While he’s away, Gail will require home care, to help her bathe, get dressed, cook, clean and do laundry.
She also needs someone to drive her to the hospital for her dialysis treatments and for other hospital appointments.
They say they can’t afford the cost of private home care on Tom’s salary.
“What I’m making an hour, I wouldn’t be able to pay a homecare worker anyway,” he said. “If I did, I wouldn’t be able to bring anything home to pay my bills and take care of my wife.”
Tom doesn’t want to leave his job but can see no other choice but stay home and file for social assistance, if the Department of Health and Community Services cannot provide more help with the cost of home care.
“I thinks about it every day, every hour through the day; (are) they going to help me out and take care of my wife so I can go back to work?”
Tom has worked for his current employer for two years and says they have treated him like family.
He is determined to continue working, if possible.
“I want to work, I’ve worked all my life,” he said. “But I just can’t go away and go to work if I don’t have anybody to take care of my wife while I’m gone.”
Their only other sources of income are Tom’s unemployment insurance and the $316 a month Gail gets from the Canadian Pension Plan disability benefit.
A drug card covers only seven percent of the costs for her insulin.
They need round-the-clock daily care for Gail, 24/7, for the two weeks Tom is away. He says he can care for her every week of the rotation that he is home and, once the seasonal work finishes and he is home in the fall.
All they need is help to get through the summer.
“It’s not Tom who wants it, it’s me, I’m the one who’s sick,” Gail said.
If that option is not available, then Tom will have to stay home all year-round and be her sole caretaker.
Without him, she doesn’t know where she would be.
“If I never had Tom, I wouldn’t have nobody to do anything for me,” she said.
Gail has a sister in St. Anthony and says the family — including their children — help out when they can. However, she says, they have lives of their own as well and can’t be expected to provide constant care for Gail.
The situation has taken an emotional toll on the two of them.
Gail says she’s lost hours of sleep thinking about it.
“I’ve lost hours and hours of sleep due to the way I feels,” she said, her voice choking with emotion. “Night after night I’ve stayed awake, wondering how we’re going to survive.”
The couple has not contacted the Department of Health and Community Services or Labrador-Grenfell Health about their predicament.
Tom says he tried to speak with St. Barbe-L’Anse aux Meadows MHA Christopher Mitchelmore when the MHA was in St. Anthony last week for an announcement, but claims he was told by Mitchelmore to speak to his secretary.

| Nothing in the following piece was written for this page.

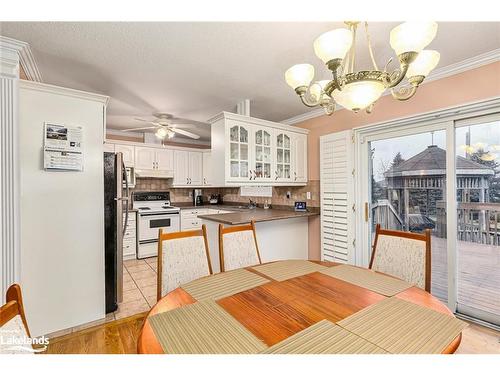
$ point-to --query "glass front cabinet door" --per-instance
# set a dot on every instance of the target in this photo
(263, 154)
(283, 157)
(239, 153)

The Northern Pen contacted the Department of Health and Community Services to see what options are available for the couple.
The department, in an emailed statement, said the Home Support Program provides an array of services to enable individuals who require assistance to remain in their own home and to prevent or delay the need for institutional placement.
It did specify the program is intended to supplement, not replace, service provided by the individual’s family and/or support network.
According to the statement, the regional health authority (LGH) provides a clinical and financial assessment to determine eligibility for services including identifying the individual’s needs, the types of supports required, and the cost of the services including any contribution required by the individual.